Diskless Booting: Difference between revisions

"Diskless Booting" is a synonym for booting across a network. The kernel and its modules are downloaded from a computer on the network. This can be very useful for large projects where Bochs is too slow or one has to use a floppy disk, and is used in some corporate environments to enable centralized OS updates.

In order to boot up your kernel by network, you need a DHCP server, a TFTP server, and a program acting as client on the other computer.

The GRUB Way

First, you have to create a floppy with GRUB configured for net support. You can either get a floppy image from http://i30www.ira.uka.de/%7Eud3/mkgrubdisk/ or download a current source release of GRUB and ./configure it with support for your NIC.

Although this is the simplest way, GRUB doesn't seem to support all network cards.

The PXELINUX Way

Compile syslinux; a pxelinux.0 file will be created. It is a PXE binary of a simple bootloader-over-tftp, which can be booted by the client computer (not the one with the TFTP server). After setting up DHCP and TFTP accordingly so the file boots, you can use pxelinux to load "memdisk", which comes with syslinux as well.

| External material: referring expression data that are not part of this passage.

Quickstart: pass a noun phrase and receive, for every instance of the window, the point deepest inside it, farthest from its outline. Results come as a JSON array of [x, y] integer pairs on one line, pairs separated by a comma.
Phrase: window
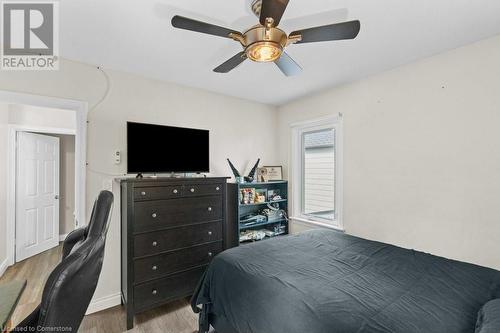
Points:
[[316, 172]]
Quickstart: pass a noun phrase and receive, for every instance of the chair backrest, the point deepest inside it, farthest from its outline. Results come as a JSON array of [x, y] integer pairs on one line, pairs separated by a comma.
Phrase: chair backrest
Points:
[[71, 285]]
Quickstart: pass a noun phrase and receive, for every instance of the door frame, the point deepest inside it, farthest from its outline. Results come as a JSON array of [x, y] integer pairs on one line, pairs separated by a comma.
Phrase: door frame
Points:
[[81, 110]]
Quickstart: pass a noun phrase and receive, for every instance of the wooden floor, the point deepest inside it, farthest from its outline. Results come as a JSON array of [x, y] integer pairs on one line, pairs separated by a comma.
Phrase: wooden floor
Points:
[[176, 317]]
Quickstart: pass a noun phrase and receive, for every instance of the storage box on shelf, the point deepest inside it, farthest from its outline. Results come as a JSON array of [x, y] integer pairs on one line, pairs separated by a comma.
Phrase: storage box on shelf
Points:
[[256, 211]]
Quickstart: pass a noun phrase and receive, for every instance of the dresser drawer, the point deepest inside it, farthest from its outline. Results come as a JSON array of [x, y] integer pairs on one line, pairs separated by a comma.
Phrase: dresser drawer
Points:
[[153, 215], [202, 189], [157, 192], [161, 241], [166, 289], [154, 267]]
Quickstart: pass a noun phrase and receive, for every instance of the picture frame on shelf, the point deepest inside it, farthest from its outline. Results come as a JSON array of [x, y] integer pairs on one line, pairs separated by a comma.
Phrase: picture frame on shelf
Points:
[[272, 173], [273, 195]]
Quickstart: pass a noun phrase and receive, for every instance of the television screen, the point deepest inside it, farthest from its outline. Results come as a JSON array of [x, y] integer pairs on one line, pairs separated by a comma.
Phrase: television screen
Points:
[[164, 149]]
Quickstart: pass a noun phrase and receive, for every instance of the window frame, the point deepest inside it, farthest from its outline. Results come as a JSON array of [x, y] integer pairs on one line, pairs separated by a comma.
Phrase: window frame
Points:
[[297, 172]]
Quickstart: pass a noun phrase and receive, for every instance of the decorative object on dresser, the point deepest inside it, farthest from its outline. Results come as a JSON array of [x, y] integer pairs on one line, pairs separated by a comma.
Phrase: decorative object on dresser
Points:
[[171, 229], [256, 211]]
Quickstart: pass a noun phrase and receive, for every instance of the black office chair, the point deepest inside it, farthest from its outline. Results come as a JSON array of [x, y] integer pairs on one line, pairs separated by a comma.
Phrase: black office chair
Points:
[[71, 285]]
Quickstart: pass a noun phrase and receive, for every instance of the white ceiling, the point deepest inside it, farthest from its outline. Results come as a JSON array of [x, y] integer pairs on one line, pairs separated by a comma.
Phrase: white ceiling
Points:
[[136, 36]]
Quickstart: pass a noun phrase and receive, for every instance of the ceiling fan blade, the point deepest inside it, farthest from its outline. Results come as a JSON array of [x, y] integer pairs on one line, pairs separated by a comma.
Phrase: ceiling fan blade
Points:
[[338, 31], [287, 65], [232, 63], [274, 9], [185, 23]]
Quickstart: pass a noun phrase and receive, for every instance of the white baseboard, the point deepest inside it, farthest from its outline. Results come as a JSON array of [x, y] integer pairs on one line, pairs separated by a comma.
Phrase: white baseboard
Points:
[[3, 266], [104, 303]]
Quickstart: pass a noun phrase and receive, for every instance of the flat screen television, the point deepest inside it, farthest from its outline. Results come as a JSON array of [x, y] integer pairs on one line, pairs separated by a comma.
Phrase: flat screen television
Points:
[[165, 149]]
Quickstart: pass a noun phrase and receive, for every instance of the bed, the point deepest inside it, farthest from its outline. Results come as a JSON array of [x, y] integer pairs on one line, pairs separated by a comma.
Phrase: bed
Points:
[[324, 281]]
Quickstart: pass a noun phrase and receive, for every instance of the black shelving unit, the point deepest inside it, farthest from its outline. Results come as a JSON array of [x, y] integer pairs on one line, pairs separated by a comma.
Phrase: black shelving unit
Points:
[[237, 209]]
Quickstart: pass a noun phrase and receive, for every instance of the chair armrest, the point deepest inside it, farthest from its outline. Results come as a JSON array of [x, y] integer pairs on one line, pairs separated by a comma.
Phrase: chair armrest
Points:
[[70, 241]]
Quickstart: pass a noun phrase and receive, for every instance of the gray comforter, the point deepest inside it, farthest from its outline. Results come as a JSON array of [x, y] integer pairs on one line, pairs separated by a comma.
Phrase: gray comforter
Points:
[[323, 281]]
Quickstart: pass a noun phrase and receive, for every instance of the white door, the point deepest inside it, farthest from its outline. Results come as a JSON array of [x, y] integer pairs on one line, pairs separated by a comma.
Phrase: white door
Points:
[[37, 194]]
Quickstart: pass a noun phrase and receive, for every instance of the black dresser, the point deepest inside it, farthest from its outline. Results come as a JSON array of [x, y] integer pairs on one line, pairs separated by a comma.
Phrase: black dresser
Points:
[[171, 229]]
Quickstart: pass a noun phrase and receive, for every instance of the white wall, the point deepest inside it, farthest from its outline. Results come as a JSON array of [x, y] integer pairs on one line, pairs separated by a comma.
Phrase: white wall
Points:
[[421, 153], [4, 118], [232, 123]]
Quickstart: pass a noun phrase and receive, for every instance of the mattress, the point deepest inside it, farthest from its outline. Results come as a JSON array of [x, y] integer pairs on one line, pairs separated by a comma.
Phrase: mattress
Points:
[[325, 281]]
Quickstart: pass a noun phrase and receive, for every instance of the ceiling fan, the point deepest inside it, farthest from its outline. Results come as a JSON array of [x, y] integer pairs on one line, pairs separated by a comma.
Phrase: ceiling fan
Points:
[[265, 42]]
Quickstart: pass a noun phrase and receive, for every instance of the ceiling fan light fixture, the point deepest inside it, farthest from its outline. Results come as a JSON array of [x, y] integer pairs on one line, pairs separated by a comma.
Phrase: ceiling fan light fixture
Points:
[[264, 51]]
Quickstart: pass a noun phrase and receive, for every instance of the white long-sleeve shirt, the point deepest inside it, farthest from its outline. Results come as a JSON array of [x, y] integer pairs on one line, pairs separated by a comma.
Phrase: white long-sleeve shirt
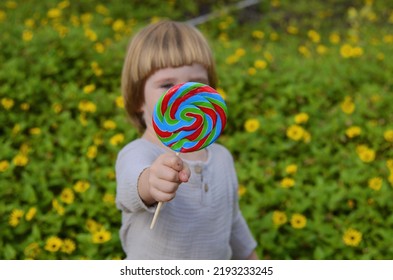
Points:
[[203, 221]]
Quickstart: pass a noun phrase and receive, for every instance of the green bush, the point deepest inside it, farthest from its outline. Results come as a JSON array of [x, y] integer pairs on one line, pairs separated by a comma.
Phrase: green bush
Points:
[[309, 92]]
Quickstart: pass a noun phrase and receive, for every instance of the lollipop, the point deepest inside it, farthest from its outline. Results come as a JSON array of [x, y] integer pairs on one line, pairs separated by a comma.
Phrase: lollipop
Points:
[[188, 118]]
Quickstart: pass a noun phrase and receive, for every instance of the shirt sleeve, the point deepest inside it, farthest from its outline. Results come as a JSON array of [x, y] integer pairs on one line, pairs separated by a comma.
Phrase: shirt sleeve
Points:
[[130, 163], [242, 242]]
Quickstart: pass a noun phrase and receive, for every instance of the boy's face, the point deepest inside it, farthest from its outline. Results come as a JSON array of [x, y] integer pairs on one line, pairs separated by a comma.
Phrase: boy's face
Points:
[[162, 80]]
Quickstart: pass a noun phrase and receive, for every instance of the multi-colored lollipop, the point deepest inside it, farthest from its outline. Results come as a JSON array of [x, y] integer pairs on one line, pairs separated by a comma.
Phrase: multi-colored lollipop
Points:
[[188, 118]]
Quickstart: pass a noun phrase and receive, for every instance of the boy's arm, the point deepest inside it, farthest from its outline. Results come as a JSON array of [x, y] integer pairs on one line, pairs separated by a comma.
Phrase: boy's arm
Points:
[[160, 181]]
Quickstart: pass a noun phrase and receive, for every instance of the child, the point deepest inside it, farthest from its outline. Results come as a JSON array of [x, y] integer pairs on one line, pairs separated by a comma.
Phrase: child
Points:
[[201, 217]]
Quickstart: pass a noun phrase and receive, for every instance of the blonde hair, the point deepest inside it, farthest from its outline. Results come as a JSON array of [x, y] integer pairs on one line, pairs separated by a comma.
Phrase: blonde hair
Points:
[[161, 45]]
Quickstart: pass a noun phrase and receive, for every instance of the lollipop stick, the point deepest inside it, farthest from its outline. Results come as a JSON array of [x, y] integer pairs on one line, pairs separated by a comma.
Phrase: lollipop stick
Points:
[[158, 209]]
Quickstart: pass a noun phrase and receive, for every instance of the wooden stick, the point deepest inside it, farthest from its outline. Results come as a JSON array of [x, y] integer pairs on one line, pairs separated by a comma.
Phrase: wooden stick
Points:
[[153, 222], [158, 209]]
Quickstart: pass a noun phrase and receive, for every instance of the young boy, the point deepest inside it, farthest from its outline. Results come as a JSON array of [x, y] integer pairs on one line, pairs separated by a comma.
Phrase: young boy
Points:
[[201, 219]]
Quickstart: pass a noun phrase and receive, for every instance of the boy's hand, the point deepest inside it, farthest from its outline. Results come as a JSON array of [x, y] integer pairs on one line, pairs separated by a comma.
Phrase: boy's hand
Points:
[[165, 175]]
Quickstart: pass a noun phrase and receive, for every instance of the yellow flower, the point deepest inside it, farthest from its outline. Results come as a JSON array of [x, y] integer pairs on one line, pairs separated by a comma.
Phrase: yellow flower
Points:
[[301, 118], [101, 236], [94, 65], [91, 152], [295, 132], [119, 102], [93, 226], [257, 34], [68, 246], [35, 131], [3, 16], [306, 137], [388, 135], [298, 221], [232, 59], [251, 125], [241, 190], [91, 35], [59, 208], [390, 179], [7, 103], [240, 52], [27, 36], [347, 106], [287, 182], [389, 164], [251, 71], [89, 88], [260, 64], [32, 250], [67, 195], [117, 139], [291, 169], [274, 36], [118, 25], [87, 106], [353, 131], [108, 198], [279, 218], [352, 237], [292, 30], [53, 244], [97, 140], [20, 160], [109, 124], [321, 49], [54, 13], [375, 183], [4, 164], [25, 106], [15, 217], [303, 50], [347, 51], [81, 186], [31, 213], [57, 108], [63, 4]]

This file is loaded with a memdisk initrd=grub.ima syntax, which will cause pxelinux to load memdisk and grub.ima through TFTP. Memdisk will hook interrupt 0x13, and boot the disk image that way. (However, not all GRUB disk images seem to access floppies through bios. If you've got such an image you're stuck.)

You should get a pxelinux.0 file, which can be loaded by, for example, etherboot. Many modern computers allow booting from NICs so you only need the TFTP and DHCP server up.

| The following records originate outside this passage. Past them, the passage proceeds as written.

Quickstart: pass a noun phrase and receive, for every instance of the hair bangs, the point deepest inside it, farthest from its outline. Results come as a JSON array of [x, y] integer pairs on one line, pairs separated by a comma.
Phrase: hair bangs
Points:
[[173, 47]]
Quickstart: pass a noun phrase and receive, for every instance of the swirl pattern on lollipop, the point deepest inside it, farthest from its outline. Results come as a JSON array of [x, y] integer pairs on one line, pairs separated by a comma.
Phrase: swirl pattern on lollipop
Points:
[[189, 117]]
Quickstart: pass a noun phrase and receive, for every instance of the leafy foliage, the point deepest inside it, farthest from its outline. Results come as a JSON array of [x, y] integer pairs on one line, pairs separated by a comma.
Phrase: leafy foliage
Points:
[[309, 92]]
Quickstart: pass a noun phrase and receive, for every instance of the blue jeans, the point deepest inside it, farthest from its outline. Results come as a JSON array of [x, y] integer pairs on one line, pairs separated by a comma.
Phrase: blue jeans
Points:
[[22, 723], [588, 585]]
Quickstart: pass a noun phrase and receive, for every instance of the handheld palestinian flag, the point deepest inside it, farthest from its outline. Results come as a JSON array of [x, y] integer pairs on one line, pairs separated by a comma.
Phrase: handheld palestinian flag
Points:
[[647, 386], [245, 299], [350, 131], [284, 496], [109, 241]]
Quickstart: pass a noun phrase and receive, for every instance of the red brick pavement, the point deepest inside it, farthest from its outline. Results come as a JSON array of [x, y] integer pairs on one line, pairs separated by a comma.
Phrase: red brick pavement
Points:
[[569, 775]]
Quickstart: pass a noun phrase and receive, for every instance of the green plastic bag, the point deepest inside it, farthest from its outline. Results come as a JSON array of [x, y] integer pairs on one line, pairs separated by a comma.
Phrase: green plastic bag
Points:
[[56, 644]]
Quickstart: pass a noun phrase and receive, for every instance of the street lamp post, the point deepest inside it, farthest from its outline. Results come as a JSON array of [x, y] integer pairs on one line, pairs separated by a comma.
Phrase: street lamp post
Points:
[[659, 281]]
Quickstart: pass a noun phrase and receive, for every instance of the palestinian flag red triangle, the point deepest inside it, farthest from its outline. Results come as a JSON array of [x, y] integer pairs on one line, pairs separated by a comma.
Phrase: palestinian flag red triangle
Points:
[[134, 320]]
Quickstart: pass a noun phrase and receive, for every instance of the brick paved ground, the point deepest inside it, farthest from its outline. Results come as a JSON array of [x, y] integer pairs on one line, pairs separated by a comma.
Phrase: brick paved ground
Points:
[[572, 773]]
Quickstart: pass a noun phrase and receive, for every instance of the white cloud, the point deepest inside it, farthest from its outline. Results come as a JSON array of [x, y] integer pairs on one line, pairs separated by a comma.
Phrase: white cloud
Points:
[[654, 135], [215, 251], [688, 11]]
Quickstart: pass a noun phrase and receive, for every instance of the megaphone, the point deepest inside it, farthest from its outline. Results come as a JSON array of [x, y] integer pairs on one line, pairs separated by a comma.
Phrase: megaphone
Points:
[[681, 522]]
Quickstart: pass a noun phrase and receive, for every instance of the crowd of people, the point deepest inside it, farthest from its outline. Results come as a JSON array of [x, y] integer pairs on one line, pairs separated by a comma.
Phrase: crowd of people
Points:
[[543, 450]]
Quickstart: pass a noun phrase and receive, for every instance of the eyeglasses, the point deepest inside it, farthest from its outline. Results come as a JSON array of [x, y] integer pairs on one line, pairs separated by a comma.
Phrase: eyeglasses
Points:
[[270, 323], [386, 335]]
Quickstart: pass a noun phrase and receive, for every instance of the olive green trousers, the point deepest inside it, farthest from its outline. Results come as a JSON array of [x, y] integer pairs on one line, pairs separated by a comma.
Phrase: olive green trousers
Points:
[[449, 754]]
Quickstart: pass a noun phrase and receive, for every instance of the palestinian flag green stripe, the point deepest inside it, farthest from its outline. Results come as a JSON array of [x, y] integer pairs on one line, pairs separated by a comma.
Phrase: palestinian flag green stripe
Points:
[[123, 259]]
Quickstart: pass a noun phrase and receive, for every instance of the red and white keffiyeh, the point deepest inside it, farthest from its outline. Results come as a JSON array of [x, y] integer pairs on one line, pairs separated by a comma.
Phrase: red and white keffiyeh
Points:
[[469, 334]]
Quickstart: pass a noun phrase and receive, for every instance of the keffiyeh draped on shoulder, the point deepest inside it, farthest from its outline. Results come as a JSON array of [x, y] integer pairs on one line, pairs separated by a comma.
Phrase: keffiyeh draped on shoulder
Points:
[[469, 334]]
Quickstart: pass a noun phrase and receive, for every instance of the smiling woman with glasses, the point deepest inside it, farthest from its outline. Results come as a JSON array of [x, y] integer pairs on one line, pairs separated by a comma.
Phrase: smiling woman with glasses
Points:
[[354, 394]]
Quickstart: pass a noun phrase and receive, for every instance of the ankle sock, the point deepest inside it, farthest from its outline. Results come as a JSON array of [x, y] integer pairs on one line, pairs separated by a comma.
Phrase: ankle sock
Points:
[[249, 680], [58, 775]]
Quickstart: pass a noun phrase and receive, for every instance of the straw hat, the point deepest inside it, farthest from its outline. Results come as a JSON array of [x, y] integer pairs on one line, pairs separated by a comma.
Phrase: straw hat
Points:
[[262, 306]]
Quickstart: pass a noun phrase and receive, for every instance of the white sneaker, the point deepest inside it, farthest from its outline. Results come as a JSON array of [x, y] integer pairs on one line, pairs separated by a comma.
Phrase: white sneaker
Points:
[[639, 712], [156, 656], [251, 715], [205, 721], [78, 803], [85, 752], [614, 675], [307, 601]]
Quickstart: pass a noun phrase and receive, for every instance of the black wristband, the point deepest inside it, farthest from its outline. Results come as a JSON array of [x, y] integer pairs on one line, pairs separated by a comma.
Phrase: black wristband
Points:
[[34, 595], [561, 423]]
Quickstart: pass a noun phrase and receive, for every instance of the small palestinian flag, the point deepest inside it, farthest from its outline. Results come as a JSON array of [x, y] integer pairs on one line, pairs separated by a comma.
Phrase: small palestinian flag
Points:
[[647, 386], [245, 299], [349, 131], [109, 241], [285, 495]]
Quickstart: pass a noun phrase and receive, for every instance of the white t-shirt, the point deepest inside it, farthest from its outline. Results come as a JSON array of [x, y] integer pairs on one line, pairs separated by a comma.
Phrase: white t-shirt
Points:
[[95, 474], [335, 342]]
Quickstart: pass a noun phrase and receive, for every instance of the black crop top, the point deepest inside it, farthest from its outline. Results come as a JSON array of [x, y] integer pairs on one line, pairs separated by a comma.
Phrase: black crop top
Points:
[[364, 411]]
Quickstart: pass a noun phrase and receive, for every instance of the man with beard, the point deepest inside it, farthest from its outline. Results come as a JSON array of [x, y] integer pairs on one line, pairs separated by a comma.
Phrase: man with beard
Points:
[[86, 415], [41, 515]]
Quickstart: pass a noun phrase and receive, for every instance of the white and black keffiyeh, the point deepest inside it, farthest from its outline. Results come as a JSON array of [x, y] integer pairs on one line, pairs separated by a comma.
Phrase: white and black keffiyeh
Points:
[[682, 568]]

At this point, you can make changes to the grub.ima disk image, and put a GRUB config file and your kernel's binaries there.

Try mount /tftpboot/grub.ima /mnt/fpy -o loop under linux, for example.

The gPXE+GRUB2 Way

GRUB-legacy does not support newer network cards, but if you can use GRUB2 then you can piggy-back on gPXE's network support. The gPXE project is a currently-maintained, open source, free network bootloader. It is easy to get gPXE ISO, disk, or USB disk images from their website, but there is a workaround you need to apply in order to get GRUB2 to successfully load.

gPXE supports multiboot, but if it detects a multiboot image then it will not provide PXE services. Unfortunately, it detects your generated GRUB2 image as multiboot, and the only way I found to get around this was to recompile gPXE without multiboot support. Recompiling gPXE is easy: unpack it, cd src; make. Before you do that, you will want to edit src/config/defaults/pcbios.h and comment out the line that defines IMAGE_MULTIBOOT. After compiling you should be left with bin/gpxe.{dsk,iso,usb} which you can write to disk or CD.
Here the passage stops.